Studio album by Hank Williams Jr.
- Released: July 1987
- Genres: Country Rock; Country;
- Length: 32:24
- Label: Warner Bros.
- Producers: Barry Beckett Carl Marsh Jim Ed Norman Hank Williams Jr.

Hank Williams Jr. chronology
| Hank Live (1987) | Born to Boogie (1987) | Wild Streak (1988) |

Singles from Born to Boogie
- "Born to Boogie" Released: June 13, 1987; "Heaven Can't Be Found" Released: October 1987; "Young Country" Released: February 1988;

= Born to Boogie (album) =

Born to Boogie is the fortieth studio album by American musician Hank Williams Jr. It was released by Warner Bros. Records in July 1987. The title track, "Heaven Can't Be Found" and "Young Country" were released as singles.
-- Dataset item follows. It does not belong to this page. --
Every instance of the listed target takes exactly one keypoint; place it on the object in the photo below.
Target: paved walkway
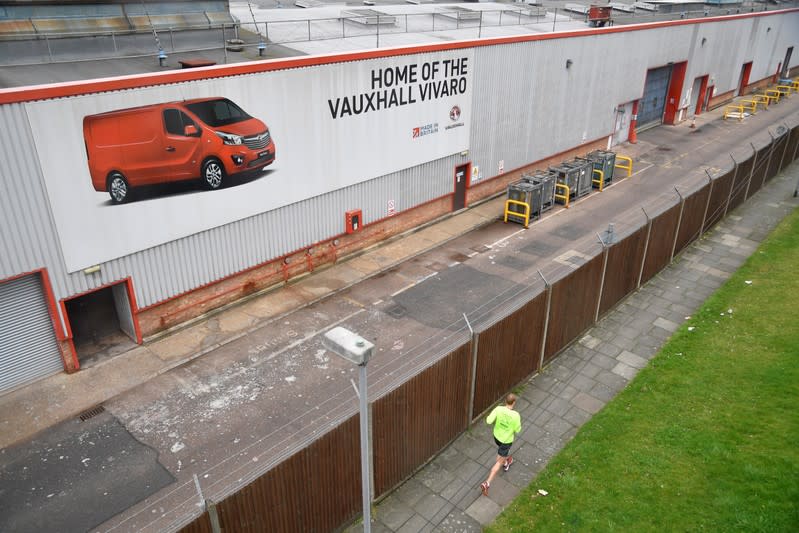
(445, 496)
The album reached No. 1 on the Top Country Albums chart and has been certified Platinum by the RIAA. Born to Boogie also won the Country Music Association Album of the Year award in 1988 and the title track earned Williams nominations for the ACM Top Male Vocalist, the CMA Male Vocalist of the Year and the Grammy Award for Best Country Vocal Performance, Male.

Professional ratings
Review scores
| Source | Rating |
| Allmusic | Star Half star |

== Track listing ==

| No. | Title | Writer(s) | Length |
|---|---|---|---|
| 1. | "Born to Boogie" | Hank Williams Jr. | 2:45 |
| 2. | "Honky Tonk Women" | Mick Jagger, Keith Richards | 3:04 |
| 3. | "Young Country" (featuring Butch Baker, Steve Earle, Highway 101, Dana McVicker, Marty Stuart, Keith Whitley, T. Graham Brown) | Williams | 3:32 |
| 4. | "Keep Your Hands to Yourself" | Dan Baird | 3:38 |
| 5. | "Buck Naked" | Williams | 3:19 |
| 6. | "Heaven Can't Be Found" | Williams | 3:14 |
| 7. | "Thanks a Lot" | Don Sessions, Eddie Miller | 2:55 |
| 8. | "What It Boils Down To" | Williams | 3:16 |
| 9. | "Shadow Face" | Williams | 4:21 |
| 10. | "Practice What I Preach" | Jim Ed Norman, Williams | 2:41 |

==Personnel==

- Barry Beckett – keyboards
- Richard Bennett – acoustic guitar
- Matt Betton – drums
- Bekka Bramlett – background vocals
- Ben Cauley – trumpet
- John Cowan – background vocals
- Jim Horn – baritone saxophone
- Wayne Jackson – trumpet
- John Barlow Jarvis – keyboards
- Mike Lawler – synthesizer
- "Cowboy" Eddie Long – steel guitar
- Carl Marsh – Fairlight, Fairlight III, programming
- Jerry McKinney – clarinet
- Terry McMillan – harmonica
- Michael Rhodes – bass guitar
- Charles Rose – trombone
- James Stroud – drums
- Harvey Thompson – tenor saxophone
- Wayne Turner – electric guitar
- Billy Joe Walker Jr. – acoustic guitar
- Hank Williams Jr. – lead vocals
- Reggie Young – electric guitar

- Additional vocals on "Young Country"
T. Graham Brown, Butch Baker, Steve Earle, Highway 101, Dana McVicker, Marty Stuart, Keith Whitley

==Charts==

===Weekly charts===

| Chart (1987) | Peak position |
|---|---|
| US Billboard 200 | 28 |
| US Top Country Albums (Billboard) | 1 |

===Year-end charts===

| Chart (1987) | Position |
|---|---|
| US Top Country Albums (Billboard) | 29 |
| Chart (1988) | Position |
| US Top Country Albums (Billboard) | 4 |
| Chart (1989) | Position |
| US Top Country Albums (Billboard) | 67 |

==Certifications==

| Region | Certification | Certified units/sales |
| United States (RIAA) | Platinum | 1,000,000^{^} |
^{^} Shipments figures based on certification alone.